Trained and active Classifiers can be seen and managed in the Settings panel.
Each trained classifier box shows when it was created, last trained and how big the training data set was. It also shows which Tags the classifier is trained to predict.
The sensitivity of the classifier can also be adjusted in the classifier box. After creation, the sensitivity defaults to "AI Optimum", i.e., a value that matches best with the training set.
Getting started
Note: Using Tags and Classifiers requires that the AI Classifier
module is enabled for your organization and that respective rights
are granted to you by the Admin user of the organization.
Step 1: Create a training Collection for a classifier
1A. Create an empty Collection
A collection can be created on the main page of IPRally:
1B. Add tagged documents to the collection
If you have historical tagged patent documents available, the most convenient way to import them as an Excel spreadsheet through the "Add documents or combine searches" dialogue.
Under the File tab, you can add an Excel file. The spreadsheet should have a column with publication numbers and another column with the tags. Each publication may have multiple tags on multiple lines or on a single cell separated by comma (,) or semicolon (;).
In the next stage, you choose which column is which, and, after selecting the relevant column, will see the publication numbers and tags to be associated with them.
When you complete the import dialogue, you'll see the documents with the Tags added to the collection. In this case, there are three Tags, each assigned to 50 patent documents/families. Each document/family can have multiple Tags.
In case you do not have historical data available, you can also easily label the data inside IPRally via the "+ Add tag" pop-up menu:
...or the Classify menu:
Note: You need to have a representative enough training data set to
train a classifier that works well in practice. That means that for
each Tag, you need to have at least a few (preferably 10+) positive
samples (having the Tag attached) and a few (preferably 10+) negative
samples (not having the Tag attached). The amount of data needed
depends on the granularity of the class system used is best found out
by testing!
Step 2: Train a classifier
When you have a training data set prepared, you can easily train the classifier inside the training collection (or via the Settings -> AI classifiers panel). Just press the CREATE CLASSIFIER button the get started.
Just give the classifier a descriptive and unique name...
... and voilá, the data set is fed to the Graph AI system for training purposes, yielding a ready-to-use classifier.
If you want a more "generous" classifier that predicts more Tags with higher uncertainly, you can move the sensitivity slider to the right. In the opposite case, move it to the left. No re-training is needed after sensitivity adjustment.

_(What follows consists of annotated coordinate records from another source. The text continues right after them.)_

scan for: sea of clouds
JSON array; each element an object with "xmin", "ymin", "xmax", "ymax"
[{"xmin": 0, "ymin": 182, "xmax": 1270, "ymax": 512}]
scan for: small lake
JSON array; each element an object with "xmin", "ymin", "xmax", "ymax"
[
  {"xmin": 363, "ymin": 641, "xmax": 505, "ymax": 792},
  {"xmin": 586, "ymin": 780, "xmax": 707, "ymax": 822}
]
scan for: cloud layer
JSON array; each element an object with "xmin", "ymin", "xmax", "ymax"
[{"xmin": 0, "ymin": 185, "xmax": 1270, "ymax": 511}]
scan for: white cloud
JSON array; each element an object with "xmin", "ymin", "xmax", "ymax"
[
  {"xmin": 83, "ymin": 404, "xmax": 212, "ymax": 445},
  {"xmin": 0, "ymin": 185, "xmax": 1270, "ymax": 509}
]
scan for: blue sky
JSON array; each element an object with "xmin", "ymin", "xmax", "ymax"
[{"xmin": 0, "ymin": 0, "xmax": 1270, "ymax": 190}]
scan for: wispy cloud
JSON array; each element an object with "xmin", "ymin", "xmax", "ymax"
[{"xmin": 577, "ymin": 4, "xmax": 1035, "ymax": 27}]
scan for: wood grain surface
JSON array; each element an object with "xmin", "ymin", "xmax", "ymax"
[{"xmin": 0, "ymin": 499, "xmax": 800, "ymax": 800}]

Now, we are ready to use the classifer.
Note: you can create as many classifiers as you need for different
purposes. For example, one for continuous competitor monitoring in one
technology area and set of competitors, one for ganeral technology
monitoring on a brand range, and one for a one-off landscaping
project.
Step 3: Use the classifier
A trained classifier can be applied to any data set inside IPRally: a result list of a Search case, latest monitoring results, or a Collection generated.

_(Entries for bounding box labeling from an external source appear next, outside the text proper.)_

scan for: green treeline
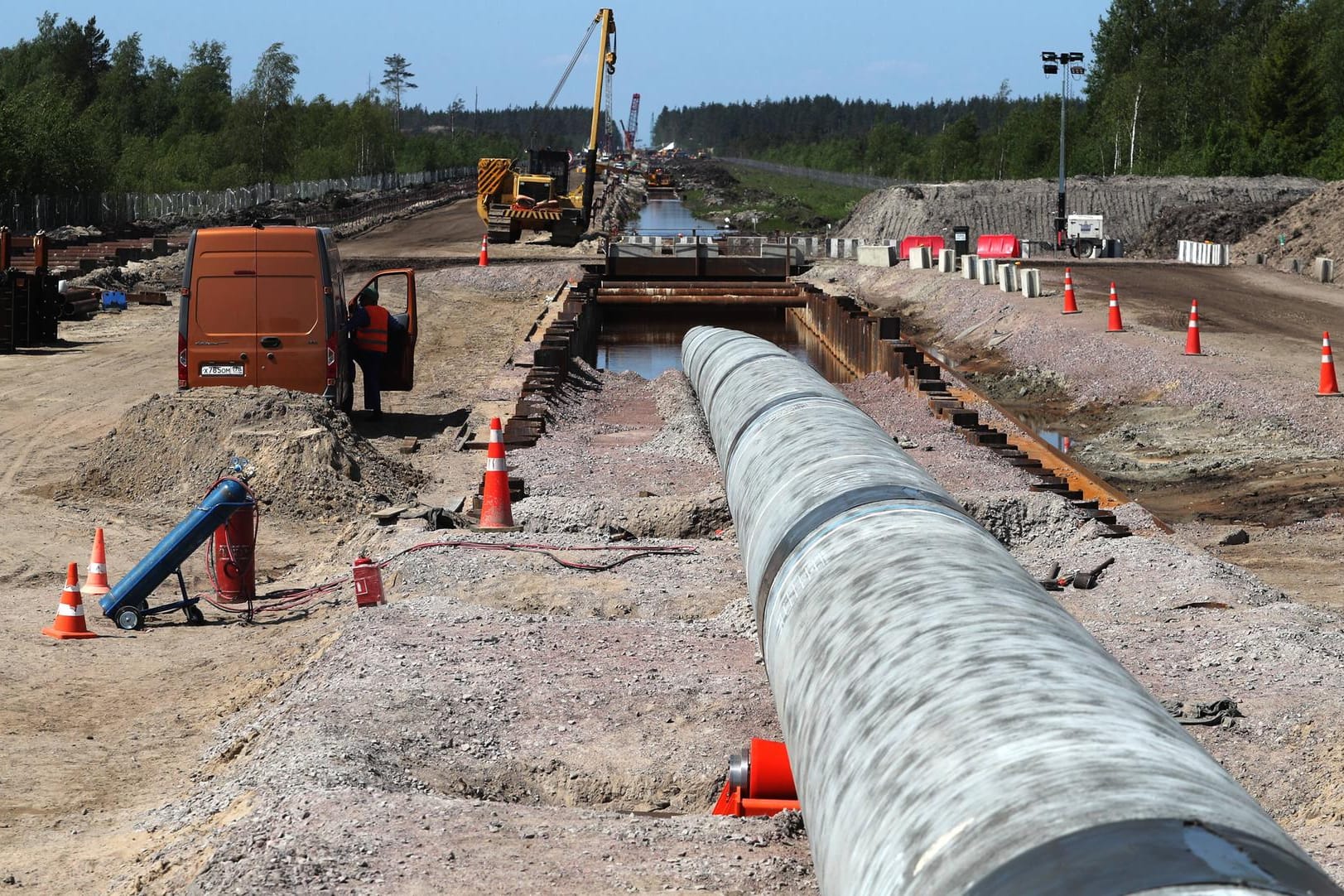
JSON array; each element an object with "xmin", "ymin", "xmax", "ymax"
[
  {"xmin": 653, "ymin": 0, "xmax": 1344, "ymax": 180},
  {"xmin": 0, "ymin": 13, "xmax": 518, "ymax": 196}
]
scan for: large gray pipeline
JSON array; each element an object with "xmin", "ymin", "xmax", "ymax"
[{"xmin": 682, "ymin": 326, "xmax": 1344, "ymax": 896}]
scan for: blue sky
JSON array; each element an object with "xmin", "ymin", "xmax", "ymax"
[{"xmin": 16, "ymin": 0, "xmax": 1110, "ymax": 121}]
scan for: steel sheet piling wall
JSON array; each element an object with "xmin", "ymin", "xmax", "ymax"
[{"xmin": 682, "ymin": 326, "xmax": 1344, "ymax": 896}]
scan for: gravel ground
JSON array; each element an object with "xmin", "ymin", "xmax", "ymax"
[
  {"xmin": 92, "ymin": 255, "xmax": 1344, "ymax": 894},
  {"xmin": 807, "ymin": 265, "xmax": 1344, "ymax": 470}
]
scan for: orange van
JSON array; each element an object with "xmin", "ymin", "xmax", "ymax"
[{"xmin": 177, "ymin": 224, "xmax": 416, "ymax": 411}]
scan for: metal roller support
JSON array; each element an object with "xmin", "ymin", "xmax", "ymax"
[{"xmin": 682, "ymin": 326, "xmax": 1344, "ymax": 896}]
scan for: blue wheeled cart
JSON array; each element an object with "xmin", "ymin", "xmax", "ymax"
[{"xmin": 98, "ymin": 458, "xmax": 255, "ymax": 631}]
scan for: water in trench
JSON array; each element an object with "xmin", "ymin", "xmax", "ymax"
[
  {"xmin": 625, "ymin": 199, "xmax": 723, "ymax": 237},
  {"xmin": 597, "ymin": 305, "xmax": 854, "ymax": 383}
]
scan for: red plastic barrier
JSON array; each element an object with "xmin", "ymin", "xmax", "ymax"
[
  {"xmin": 975, "ymin": 234, "xmax": 1021, "ymax": 258},
  {"xmin": 900, "ymin": 234, "xmax": 945, "ymax": 261}
]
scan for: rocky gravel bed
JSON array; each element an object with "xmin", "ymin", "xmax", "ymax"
[
  {"xmin": 123, "ymin": 306, "xmax": 1344, "ymax": 894},
  {"xmin": 807, "ymin": 265, "xmax": 1344, "ymax": 470}
]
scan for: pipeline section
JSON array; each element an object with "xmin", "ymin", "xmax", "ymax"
[{"xmin": 682, "ymin": 326, "xmax": 1344, "ymax": 896}]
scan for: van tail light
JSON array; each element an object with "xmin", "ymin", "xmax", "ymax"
[
  {"xmin": 177, "ymin": 332, "xmax": 187, "ymax": 388},
  {"xmin": 326, "ymin": 333, "xmax": 337, "ymax": 386}
]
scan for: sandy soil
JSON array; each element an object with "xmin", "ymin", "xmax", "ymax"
[
  {"xmin": 10, "ymin": 177, "xmax": 1344, "ymax": 894},
  {"xmin": 0, "ymin": 234, "xmax": 572, "ymax": 894},
  {"xmin": 809, "ymin": 255, "xmax": 1344, "ymax": 605},
  {"xmin": 837, "ymin": 175, "xmax": 1321, "ymax": 247}
]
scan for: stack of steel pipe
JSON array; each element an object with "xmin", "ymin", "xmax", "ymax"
[{"xmin": 682, "ymin": 326, "xmax": 1344, "ymax": 896}]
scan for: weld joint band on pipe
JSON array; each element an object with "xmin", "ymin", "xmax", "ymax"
[
  {"xmin": 720, "ymin": 389, "xmax": 845, "ymax": 470},
  {"xmin": 755, "ymin": 485, "xmax": 965, "ymax": 631},
  {"xmin": 682, "ymin": 326, "xmax": 1344, "ymax": 896},
  {"xmin": 704, "ymin": 345, "xmax": 795, "ymax": 419},
  {"xmin": 966, "ymin": 818, "xmax": 1342, "ymax": 896}
]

3A. Predict the Tags for fresh data
The Classify menu contains a Classify with... submenu, where you can choose the classifier and apply to the whole data set or subset thereof.
As a result, you'll get the predicted labels, with a question mark (?), to each document that the AI thinks should contain the Tag.
Note: The predicted labels will be contained in the XLS and PDF
exports.
3B. Confirm or reject the predictions
Clicking the question mark opens a dialogue through which you can either Confirm or Reject the prediction. A confirmed Tag becomes an ordinary Tag and part of the general metadata stored inside IPRally for your organization.
Confirmed tags are marked with a green checkmark:
Batch confirmation and rejection is also available via the ACTIONS menu:
It might be a good idea to add the confirmed tags back to the training collection and re-train the collection, so that the AI learns again better.
Note: automatic feedback and re-training of confirmations and
rejections to the AI system is coming! Our team is working on numerous
other improvements and add-ons for Classifiers.
Step 4: Manage & Retrain Classifiers
Within Settings simply select AI Classifiers under the Classification section
4a. Re-Train:
Here you may manually 'Re-Train' the Classifier - or set them to 'Automatically Re-Train'
4b. Share; Delete; Create
You are also able to 'Share' or 'Delete' Classifiers:
Happy classification!